“This is America”

Dear President Trump,

Have you seen Donald Glover’s “This is America” music video? If you haven’t, you should. In an interview about it for the Huffington Post Julia Craven talked with the founder and curator of the Jim Crow museum, David Pilgrim. He notes that throughout the video dancing is juxtaposed with brutal violence. He is careful not to assume he knows what Glover intended, but posits that dancing while someone is thrown to their death and a church choir is gunned down is meant to depict how we all, including African Americans, retreat to dancing (distancing, distracting) to cope with and ignore the violence.

Craven and Pilgrim also talk about the fact that there are no white people in the video and that all the violence is both perpetrated and endured by African Americans. They both talked about what this choice stirred up for them personally and others they’d talked with. Here is some of what Craven said: “I wondered who it would benefit if the shooter in the video is white. How is this easier to digest if it’s a white person as opposed to a black one? And that got me to the point where you either have black people killing each other and white people don’t care, or you have a white person killing a black person in another “justified shooting. It’s easy for them to separate themselves either way.” A noble understanding that gives neither pleasure nor joy but is absolutely necessary for us to bear.

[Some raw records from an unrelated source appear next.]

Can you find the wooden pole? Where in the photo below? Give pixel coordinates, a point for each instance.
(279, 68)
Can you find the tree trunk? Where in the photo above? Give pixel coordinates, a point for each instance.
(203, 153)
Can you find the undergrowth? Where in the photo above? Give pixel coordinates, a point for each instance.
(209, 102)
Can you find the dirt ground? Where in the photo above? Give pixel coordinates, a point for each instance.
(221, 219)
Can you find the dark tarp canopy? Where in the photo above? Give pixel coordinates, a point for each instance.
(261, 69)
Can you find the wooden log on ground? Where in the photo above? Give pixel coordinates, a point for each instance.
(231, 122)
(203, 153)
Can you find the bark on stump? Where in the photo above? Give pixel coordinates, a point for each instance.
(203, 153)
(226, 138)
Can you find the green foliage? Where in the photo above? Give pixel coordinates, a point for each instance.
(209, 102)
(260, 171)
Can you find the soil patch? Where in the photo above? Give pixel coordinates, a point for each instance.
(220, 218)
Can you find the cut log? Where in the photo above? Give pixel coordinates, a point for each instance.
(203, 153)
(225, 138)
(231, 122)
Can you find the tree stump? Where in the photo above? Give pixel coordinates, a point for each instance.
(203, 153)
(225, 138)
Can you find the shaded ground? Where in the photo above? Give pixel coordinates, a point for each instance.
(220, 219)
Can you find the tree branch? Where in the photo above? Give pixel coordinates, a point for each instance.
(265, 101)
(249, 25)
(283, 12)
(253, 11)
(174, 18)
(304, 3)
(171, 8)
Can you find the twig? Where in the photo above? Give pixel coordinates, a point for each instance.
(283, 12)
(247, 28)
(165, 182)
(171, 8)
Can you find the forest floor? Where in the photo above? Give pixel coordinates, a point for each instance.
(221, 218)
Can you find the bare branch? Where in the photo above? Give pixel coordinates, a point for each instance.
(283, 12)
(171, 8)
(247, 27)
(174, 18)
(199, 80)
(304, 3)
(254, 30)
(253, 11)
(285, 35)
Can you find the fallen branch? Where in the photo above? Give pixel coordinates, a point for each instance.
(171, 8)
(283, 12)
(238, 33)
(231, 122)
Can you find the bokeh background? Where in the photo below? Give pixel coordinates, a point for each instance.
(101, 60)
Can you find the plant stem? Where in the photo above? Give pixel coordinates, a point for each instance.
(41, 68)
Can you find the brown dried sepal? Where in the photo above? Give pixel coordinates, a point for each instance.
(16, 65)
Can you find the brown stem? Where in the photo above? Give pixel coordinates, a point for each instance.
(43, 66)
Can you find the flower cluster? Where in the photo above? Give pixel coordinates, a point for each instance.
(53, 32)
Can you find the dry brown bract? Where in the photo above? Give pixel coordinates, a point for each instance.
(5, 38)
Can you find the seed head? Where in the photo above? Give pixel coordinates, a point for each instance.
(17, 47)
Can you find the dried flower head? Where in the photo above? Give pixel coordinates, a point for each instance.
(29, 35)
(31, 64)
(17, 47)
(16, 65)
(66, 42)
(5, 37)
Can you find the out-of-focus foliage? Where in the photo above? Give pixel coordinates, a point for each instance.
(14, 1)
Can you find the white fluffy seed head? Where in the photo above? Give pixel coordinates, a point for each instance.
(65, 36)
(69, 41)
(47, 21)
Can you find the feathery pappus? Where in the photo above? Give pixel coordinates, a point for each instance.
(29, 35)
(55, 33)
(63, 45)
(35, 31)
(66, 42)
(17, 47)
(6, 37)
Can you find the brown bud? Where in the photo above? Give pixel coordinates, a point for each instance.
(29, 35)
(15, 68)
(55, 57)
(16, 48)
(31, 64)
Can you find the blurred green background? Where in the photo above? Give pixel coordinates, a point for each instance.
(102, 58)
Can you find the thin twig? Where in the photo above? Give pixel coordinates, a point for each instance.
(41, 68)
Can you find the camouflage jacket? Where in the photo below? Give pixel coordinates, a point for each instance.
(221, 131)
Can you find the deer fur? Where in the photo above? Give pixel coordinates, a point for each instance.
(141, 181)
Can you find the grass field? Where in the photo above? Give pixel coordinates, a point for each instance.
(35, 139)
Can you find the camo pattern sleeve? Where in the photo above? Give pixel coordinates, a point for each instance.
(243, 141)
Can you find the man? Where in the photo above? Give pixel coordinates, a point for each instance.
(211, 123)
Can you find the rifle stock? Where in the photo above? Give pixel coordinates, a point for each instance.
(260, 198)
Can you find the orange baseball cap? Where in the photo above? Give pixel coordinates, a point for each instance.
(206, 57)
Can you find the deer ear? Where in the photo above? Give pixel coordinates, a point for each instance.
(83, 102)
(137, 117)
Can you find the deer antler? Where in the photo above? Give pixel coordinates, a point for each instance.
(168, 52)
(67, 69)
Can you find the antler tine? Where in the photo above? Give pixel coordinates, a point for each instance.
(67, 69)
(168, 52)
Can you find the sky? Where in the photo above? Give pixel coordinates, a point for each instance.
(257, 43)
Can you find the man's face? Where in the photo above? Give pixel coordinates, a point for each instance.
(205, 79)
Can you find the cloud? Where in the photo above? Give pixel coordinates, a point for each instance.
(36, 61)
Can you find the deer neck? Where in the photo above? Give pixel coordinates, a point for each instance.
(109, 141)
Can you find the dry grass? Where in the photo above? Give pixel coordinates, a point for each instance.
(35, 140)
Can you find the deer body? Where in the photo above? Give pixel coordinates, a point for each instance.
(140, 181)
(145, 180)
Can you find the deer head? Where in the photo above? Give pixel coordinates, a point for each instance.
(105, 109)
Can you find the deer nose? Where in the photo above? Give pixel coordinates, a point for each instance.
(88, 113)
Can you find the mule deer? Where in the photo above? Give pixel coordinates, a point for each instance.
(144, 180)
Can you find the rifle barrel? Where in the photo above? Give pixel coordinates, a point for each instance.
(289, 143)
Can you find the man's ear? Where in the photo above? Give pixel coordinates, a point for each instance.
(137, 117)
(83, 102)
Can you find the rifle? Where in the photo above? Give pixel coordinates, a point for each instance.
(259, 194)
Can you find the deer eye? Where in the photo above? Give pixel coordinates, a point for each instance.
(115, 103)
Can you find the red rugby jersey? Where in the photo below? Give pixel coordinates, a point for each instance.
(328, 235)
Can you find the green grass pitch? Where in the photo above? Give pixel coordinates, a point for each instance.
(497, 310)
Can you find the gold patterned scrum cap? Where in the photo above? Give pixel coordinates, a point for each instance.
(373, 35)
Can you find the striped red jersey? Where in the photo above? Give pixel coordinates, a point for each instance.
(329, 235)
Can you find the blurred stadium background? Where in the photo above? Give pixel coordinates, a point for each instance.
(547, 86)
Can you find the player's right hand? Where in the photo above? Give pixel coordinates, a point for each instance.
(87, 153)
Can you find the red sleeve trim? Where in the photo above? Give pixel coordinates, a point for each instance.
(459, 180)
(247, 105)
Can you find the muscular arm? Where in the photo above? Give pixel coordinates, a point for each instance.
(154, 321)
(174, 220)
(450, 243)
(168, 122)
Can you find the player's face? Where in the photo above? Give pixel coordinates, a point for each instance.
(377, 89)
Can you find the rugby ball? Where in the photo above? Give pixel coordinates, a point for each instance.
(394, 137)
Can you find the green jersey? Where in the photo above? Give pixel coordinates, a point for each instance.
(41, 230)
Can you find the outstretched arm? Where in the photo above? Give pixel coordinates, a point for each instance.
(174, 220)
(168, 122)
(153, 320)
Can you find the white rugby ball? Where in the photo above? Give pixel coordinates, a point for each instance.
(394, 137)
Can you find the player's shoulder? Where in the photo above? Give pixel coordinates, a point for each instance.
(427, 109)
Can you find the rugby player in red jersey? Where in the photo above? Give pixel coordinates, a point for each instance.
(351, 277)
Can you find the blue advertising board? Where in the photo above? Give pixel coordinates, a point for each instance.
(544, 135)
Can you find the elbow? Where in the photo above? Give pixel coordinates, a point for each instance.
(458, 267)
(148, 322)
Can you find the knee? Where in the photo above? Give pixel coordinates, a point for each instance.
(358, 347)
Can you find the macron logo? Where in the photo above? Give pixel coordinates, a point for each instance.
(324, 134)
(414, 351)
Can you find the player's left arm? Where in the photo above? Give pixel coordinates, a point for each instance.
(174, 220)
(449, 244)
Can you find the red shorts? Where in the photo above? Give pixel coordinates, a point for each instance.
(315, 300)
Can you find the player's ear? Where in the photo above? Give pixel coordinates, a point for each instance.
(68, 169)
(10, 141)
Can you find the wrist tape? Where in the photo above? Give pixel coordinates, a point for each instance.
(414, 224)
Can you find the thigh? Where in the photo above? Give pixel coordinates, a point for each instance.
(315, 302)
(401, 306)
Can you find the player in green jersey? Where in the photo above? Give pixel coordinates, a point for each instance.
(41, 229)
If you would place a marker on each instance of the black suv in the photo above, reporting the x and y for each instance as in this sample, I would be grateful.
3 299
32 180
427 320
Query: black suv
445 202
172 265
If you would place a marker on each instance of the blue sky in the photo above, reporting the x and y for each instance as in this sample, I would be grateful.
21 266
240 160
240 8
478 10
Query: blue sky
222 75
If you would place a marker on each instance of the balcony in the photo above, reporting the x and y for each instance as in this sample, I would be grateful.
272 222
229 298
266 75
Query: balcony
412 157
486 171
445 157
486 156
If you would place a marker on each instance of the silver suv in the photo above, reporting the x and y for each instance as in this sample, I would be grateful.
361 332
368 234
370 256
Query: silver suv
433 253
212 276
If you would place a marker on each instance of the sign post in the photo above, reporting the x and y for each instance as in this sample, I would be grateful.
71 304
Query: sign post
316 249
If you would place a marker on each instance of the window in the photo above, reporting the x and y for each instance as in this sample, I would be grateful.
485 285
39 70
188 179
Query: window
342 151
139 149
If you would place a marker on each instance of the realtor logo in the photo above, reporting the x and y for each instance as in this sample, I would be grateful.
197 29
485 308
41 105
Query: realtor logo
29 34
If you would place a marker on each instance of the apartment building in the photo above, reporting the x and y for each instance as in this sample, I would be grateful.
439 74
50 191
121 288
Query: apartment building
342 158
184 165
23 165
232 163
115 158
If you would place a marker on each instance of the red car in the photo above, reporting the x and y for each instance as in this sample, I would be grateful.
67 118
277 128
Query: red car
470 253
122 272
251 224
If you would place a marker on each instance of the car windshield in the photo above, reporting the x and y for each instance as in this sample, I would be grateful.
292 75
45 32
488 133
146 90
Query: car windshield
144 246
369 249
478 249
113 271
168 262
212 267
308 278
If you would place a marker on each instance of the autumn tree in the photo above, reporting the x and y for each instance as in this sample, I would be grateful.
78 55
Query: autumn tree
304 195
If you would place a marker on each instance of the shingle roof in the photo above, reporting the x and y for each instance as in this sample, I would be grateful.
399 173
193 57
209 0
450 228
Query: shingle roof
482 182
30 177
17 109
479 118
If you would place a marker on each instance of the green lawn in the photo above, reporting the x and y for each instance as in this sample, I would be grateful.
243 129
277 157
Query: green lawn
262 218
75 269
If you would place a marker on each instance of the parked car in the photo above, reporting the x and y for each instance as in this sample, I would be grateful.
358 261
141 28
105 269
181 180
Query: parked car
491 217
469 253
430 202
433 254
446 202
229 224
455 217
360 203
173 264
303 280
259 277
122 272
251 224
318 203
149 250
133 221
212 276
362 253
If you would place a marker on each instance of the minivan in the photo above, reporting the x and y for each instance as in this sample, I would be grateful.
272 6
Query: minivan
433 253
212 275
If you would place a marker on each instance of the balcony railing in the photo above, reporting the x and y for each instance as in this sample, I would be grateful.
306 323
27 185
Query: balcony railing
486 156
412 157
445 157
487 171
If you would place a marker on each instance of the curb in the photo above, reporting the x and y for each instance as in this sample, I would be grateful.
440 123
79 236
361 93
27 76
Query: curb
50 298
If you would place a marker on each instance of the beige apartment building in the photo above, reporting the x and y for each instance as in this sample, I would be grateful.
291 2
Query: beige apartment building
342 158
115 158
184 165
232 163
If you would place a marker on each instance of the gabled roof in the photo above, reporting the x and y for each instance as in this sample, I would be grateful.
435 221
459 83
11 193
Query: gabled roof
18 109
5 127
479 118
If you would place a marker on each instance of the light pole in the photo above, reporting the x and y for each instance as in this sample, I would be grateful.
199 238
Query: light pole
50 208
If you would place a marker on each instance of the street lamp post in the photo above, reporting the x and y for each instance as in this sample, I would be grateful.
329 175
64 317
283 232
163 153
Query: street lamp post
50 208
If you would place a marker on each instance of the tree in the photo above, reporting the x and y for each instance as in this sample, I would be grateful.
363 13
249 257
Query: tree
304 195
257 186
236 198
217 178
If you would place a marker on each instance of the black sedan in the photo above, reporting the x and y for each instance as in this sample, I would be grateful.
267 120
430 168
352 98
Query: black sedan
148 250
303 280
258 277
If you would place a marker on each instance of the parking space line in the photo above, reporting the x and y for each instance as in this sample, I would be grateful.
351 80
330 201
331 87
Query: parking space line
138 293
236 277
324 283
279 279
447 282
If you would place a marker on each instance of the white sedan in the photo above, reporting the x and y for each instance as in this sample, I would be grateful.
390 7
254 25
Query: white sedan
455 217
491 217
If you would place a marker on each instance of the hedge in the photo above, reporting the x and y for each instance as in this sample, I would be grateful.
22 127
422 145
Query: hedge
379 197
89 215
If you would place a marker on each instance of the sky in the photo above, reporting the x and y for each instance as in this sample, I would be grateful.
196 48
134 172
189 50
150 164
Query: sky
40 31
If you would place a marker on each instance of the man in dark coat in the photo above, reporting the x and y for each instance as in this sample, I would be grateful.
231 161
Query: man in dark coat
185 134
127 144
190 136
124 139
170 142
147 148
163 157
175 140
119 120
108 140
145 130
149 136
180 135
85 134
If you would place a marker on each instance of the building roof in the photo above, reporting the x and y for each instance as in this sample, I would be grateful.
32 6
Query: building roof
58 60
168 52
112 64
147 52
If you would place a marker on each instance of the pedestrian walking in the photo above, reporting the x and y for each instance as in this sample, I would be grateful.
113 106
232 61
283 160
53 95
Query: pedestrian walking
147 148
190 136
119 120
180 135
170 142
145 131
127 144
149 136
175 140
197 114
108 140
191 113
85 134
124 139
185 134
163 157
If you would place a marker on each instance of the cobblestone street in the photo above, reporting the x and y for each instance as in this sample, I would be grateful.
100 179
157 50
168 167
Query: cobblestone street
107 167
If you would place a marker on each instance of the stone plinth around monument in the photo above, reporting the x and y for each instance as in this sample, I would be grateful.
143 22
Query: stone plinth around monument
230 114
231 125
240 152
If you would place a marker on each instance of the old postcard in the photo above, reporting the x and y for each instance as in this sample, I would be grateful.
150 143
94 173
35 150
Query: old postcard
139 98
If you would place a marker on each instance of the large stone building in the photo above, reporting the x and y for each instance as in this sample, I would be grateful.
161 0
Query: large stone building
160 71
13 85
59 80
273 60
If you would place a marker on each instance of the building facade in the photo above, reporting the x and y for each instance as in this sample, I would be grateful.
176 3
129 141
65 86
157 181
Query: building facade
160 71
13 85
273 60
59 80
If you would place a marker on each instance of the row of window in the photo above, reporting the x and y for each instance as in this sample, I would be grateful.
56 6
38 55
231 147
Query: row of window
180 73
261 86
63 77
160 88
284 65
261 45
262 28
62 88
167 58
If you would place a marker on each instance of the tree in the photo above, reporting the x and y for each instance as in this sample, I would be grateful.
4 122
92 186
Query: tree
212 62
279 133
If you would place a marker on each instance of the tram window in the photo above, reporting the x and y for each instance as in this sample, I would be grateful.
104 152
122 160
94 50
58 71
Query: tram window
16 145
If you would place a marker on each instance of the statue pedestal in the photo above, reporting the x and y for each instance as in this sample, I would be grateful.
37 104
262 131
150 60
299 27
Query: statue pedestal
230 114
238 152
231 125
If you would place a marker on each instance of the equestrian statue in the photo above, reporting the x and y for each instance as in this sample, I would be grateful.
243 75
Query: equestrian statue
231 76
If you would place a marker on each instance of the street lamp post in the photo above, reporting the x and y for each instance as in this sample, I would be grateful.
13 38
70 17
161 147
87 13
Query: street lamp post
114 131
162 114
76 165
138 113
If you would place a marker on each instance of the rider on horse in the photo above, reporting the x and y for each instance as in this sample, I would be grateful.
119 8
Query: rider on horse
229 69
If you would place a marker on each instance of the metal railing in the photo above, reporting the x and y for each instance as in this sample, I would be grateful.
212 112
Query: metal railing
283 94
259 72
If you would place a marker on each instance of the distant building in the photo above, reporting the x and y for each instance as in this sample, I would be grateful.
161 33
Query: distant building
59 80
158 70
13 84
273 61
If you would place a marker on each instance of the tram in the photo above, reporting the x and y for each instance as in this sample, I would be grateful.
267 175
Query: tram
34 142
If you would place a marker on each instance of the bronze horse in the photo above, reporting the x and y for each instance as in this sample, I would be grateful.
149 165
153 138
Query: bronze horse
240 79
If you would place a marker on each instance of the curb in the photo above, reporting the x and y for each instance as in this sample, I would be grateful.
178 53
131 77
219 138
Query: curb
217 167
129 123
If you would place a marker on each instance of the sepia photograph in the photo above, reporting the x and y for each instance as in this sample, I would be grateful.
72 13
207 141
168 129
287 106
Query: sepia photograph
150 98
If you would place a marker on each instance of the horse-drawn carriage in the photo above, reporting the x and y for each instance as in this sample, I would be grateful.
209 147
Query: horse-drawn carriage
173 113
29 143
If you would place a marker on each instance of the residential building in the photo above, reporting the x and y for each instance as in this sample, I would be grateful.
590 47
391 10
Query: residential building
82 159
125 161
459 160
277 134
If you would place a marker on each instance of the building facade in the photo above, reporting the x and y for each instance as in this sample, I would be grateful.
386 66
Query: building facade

Since the video was released last Saturday I’ve found myself coming up with various potential companion pieces depicting other hard to watch, hard to accept aspects of American life. The one I’ve been focusing on most would portray the fear most girls and women contend with every day. It would convey the worries about being vulnerable in public places as well as the various forms of violence that are happening mostly behind closed doors among familiars. It would also portray all the effort we expend to pretend these fears are not really there, that things are fine, that we’ll be ok as long as we toe the proper lines.

May we be safe to call out the hard, hard aspects of so many Americans’ lives.
May we be happy to understand that just because we don’t personally experience something doesn’t mean it isn’t happening.
May we be healthy and strong enough to deal with the whole of it.
May we appreciate how all this means achieving real peace is nearly impossible and absolutely imperative.